Encore une pétition sur l'école...

Apparemment, un référendum contre l’horaire scolaire ne suffisait pas. Voilà le groupement des associations de parents d’élèves (GAPP) qui lance sa pétition. On peut se réjouir de ce frémissement du GAPP, plutôt habitué ces derniers temps à dire ni oui ni non bien au contraire et donc à ne prendre position sur rien – en particulier lors de votations populaires sur l’école, ce qui est un comble. Incapable de se déterminer lors de la consultation sur l’horaire scolaire, s’autorisant à fustiger l’avis des enseignant-e-s, tournant au moindre vent, le GAPP réclame tout à coup davantage de moyens, rejoignant les revendications du syndicat, exprimées elles clairement depuis des lustres.

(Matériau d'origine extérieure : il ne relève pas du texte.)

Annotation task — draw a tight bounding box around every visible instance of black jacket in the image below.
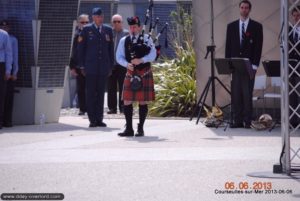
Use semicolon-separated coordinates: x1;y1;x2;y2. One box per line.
225;19;263;66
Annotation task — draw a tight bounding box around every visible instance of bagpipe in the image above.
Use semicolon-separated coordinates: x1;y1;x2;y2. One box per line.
131;0;169;60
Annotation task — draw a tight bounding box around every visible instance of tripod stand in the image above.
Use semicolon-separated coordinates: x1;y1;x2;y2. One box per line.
190;45;231;124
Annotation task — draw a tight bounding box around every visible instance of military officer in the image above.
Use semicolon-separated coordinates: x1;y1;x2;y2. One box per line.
0;26;13;129
78;8;114;127
116;16;156;137
0;20;19;127
69;14;89;115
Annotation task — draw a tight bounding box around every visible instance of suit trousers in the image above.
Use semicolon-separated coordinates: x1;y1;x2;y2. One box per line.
76;73;86;112
86;74;107;123
107;65;127;111
3;80;16;124
0;63;6;127
289;75;300;125
231;72;254;125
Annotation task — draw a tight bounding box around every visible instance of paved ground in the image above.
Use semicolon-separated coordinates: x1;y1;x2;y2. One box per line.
0;115;300;201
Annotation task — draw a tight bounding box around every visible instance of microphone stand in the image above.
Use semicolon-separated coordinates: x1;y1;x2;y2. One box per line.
190;0;231;127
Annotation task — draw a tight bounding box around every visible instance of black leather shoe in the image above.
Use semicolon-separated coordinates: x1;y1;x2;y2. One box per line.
107;110;117;114
245;124;251;129
78;111;85;116
118;128;134;137
89;123;97;128
97;122;106;127
3;123;12;128
229;123;244;128
135;124;144;137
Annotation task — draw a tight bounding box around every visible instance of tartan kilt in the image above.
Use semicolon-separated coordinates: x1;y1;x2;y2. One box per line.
122;66;155;102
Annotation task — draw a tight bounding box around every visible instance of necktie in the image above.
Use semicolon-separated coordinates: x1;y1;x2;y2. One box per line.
132;35;136;43
241;22;246;45
294;29;299;42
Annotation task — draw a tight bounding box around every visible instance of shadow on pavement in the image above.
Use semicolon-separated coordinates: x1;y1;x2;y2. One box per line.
0;123;119;134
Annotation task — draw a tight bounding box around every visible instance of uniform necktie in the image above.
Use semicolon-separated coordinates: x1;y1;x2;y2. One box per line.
294;30;299;42
131;35;136;43
241;22;246;45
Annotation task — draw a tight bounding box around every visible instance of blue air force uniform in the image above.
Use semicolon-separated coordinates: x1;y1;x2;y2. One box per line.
78;9;114;127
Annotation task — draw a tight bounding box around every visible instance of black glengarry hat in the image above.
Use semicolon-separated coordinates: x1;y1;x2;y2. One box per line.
0;20;9;27
127;16;141;26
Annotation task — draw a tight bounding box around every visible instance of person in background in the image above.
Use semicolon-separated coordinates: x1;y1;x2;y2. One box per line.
69;14;89;115
225;0;263;129
0;20;19;127
107;14;129;114
0;22;13;129
77;8;114;127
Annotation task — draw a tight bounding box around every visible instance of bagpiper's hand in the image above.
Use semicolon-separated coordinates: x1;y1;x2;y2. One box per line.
11;75;18;81
4;74;10;80
71;68;78;77
80;68;85;76
127;63;134;71
131;59;143;65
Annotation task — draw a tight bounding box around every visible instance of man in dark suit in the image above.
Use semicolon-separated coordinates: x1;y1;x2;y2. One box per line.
289;6;300;128
78;8;114;127
225;0;263;128
69;14;89;115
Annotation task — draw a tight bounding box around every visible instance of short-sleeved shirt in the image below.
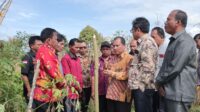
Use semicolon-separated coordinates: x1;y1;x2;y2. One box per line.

Mais face à un parlement majoritairement méprisant à l’égard de l’enseignement primaire et ignorant de la réalité des huit premiers degrés de l’école, à quoi peut bien servir une pétition ? A moins de faire plus que les 17'000 signatures récoltées pour le latin récemment, on peut avoir des doutes sur l’utilité de la manœuvre. On peut certes souhaiter que ce texte permette à toutes les citoyennes et à tous les citoyens qui ne peuvent signer un référendum (en particulier les parents qui n’ont pas la nationalité suisse) d’exprimer leur inquiétude sur la politique scolaire menée depuis deux décennies. En cela, la pétition jouera, je l’espère, un rôle complémentaire au référendum contre le mercredi matin d’école. Cependant, il faudrait être naïf pour ne pas voir dans l’initiative du GAPP une manière de détourner l’attention du vrai enjeu et de porter atteinte au référendum. Dans le débat toujours difficile qui règne dès qu’il s’agit d’école, il faut craindre que deux textes circulant en même temps ne soient confondus et que certain-e-s signataires de la pétition déclinent ensuite l’offre d’apposer leur signature sur le référendum, pensant à tort l’avoir déjà fait. Personnellement, sur les stands et ailleurs, je ferai signer les deux textes, en accordant une priorité bien naturelle au référendum. Je pense même que nombre d’APE (associations de parents d’élèves) procéderont de même. En effet, dès que le référendum contre le mercredi matin sera lancé (début juin), il faudra s’activer afin qu’au minimum 7'000 signatures valables soient récoltées en 40 jours.